Hi Achokis. My best friend is in an abusive marriage. She has been married to this guy for the last seven years. They have two children, a boy and a girl. Her husband is known to be a nice guy, and is highly respected in society. In fact, he is a worship leader in our Church. I noticed that my friend has changed drastically from the bubbly outgoing girl she used to be, to a withdrawn private person. On pressing her to find out what the matter was, she recently confided in me what was happening in their marriage and had me promise that I wouldn’t share it with anybody else. I don’t want to betray my friend’s trust, yet I’m scared that something worse may happen. What do I do? Please help! Angela
Thank you Angela for sharing with us your predicament. Many people in an abusive relationship are often so subdued and intimidated that they fear sharing with others what they are actually going through. They live under so much fear that they even lose a sense of their well-being and alienate themselves.
Be supportive
From your observation, it looks like your friend’s husband has narcissistic tendencies and such guys are difficult to understand. They can be mean at one time and the next moment they apologise profusely and appear to be one of the nicest people you know. What makes things even more complex when in a relationship with such people, is the fact that everybody outside the relationship regards them highly that even if the abused partner raises issues about them, nobody believes them.
Since your friend has confided in you and confirmed your fears, it is important for you to support her. Constantly check on her, spending time with her, just listening to her pour out her heart. Help your friend understand that it is not her fault her partner is abusive. She may feel personally responsible for her partner’s behaviour or as though she brought on the abuse. Everyone is responsible for their own behaviour, and no matter what the reason, abuse is never okay.
Seek help
Make her see the need to seek professional help, assuring her that there’s nothing wrong with going for counselling even if it means you paying for the services. Whatever decisions she makes after that, it’s up to her now.

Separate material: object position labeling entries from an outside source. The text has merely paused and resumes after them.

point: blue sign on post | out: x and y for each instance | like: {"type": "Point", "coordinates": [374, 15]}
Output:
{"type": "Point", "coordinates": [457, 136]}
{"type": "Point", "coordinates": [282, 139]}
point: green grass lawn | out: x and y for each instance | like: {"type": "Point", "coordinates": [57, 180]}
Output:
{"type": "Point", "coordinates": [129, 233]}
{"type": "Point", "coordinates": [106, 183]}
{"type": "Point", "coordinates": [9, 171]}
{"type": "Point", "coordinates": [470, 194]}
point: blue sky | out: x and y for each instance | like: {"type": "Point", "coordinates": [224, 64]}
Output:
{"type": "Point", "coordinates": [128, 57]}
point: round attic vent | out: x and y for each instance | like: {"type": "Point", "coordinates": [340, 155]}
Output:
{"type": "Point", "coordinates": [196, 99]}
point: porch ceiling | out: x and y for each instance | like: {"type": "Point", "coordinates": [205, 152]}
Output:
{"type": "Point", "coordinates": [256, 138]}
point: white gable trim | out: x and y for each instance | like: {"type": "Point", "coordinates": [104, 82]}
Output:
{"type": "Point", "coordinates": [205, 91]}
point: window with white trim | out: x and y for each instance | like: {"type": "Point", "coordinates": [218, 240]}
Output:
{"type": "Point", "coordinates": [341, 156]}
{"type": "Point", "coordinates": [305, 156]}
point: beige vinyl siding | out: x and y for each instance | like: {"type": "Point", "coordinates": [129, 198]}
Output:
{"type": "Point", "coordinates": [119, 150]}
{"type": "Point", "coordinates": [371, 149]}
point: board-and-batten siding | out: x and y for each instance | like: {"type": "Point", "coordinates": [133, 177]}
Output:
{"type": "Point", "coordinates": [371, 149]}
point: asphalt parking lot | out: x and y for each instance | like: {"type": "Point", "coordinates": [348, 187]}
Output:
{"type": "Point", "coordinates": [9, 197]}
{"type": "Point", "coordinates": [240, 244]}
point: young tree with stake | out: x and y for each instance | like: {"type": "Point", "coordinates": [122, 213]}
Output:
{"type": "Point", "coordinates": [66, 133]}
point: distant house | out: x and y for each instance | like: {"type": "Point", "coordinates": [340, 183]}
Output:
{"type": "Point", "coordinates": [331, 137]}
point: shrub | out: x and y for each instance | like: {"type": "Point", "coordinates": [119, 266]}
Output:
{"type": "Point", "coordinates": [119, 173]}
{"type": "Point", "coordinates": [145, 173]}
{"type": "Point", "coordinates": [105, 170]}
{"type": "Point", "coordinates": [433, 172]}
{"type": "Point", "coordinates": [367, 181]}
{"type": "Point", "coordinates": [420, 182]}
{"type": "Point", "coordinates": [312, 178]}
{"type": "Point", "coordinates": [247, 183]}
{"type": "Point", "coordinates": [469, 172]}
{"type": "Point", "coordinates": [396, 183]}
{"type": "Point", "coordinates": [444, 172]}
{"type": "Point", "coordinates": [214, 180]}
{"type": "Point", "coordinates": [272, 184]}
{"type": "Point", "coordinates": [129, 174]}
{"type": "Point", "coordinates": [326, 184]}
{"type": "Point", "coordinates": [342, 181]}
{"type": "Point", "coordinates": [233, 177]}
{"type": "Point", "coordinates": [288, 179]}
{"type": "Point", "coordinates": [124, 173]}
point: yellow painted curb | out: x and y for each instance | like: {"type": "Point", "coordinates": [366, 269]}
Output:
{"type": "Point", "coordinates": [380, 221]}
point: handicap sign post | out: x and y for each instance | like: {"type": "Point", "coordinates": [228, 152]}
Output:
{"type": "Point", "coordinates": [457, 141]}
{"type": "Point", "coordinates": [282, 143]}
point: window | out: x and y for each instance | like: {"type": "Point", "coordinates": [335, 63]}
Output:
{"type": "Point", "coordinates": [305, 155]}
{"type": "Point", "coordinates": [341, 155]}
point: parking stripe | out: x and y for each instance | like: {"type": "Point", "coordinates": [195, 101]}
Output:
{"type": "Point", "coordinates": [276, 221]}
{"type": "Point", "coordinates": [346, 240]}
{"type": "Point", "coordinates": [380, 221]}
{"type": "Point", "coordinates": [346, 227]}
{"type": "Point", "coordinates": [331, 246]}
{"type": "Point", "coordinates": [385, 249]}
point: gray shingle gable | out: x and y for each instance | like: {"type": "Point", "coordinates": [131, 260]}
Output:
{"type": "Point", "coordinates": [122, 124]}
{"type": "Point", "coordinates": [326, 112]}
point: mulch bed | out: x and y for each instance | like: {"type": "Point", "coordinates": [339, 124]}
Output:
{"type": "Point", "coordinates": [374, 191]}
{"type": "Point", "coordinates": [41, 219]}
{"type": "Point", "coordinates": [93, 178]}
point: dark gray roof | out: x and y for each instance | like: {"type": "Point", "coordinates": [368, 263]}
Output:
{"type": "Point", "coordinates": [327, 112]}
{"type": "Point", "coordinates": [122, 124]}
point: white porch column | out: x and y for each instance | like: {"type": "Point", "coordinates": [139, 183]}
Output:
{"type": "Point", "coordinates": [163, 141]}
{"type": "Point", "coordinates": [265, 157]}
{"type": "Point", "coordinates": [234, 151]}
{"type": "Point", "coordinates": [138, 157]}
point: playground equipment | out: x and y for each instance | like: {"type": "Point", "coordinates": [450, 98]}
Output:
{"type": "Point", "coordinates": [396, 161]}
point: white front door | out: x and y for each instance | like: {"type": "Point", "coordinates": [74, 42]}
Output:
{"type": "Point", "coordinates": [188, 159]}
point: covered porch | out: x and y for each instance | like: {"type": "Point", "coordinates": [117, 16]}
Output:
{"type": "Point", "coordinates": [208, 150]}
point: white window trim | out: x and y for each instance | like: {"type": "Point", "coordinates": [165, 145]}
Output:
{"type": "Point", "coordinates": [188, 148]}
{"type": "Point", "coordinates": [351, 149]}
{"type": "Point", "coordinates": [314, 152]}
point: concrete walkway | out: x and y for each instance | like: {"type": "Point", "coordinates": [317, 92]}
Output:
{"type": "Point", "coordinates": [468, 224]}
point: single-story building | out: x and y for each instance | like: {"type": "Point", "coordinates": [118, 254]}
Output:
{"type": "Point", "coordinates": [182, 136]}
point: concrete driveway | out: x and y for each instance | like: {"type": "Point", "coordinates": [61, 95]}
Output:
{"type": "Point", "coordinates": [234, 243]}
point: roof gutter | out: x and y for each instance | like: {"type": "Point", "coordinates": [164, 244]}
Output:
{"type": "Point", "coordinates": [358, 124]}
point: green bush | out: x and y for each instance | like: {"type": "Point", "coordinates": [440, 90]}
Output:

Let her know that you are going to talk to her family members or people in both his and her life who need to know this such as their parents and their pastor. By so doing, you will not be betraying her, but saving her soul. The only exception here is if she is in imminent danger — whether it is self-harm or harm inflicted by her husband. You should alert the authorities. Even if you think your friend will feel betrayed or angry with you, saving someone’s life is the most important thing. If it means that this becomes the end of your friendship, so be it, but at least you would have tried to help her.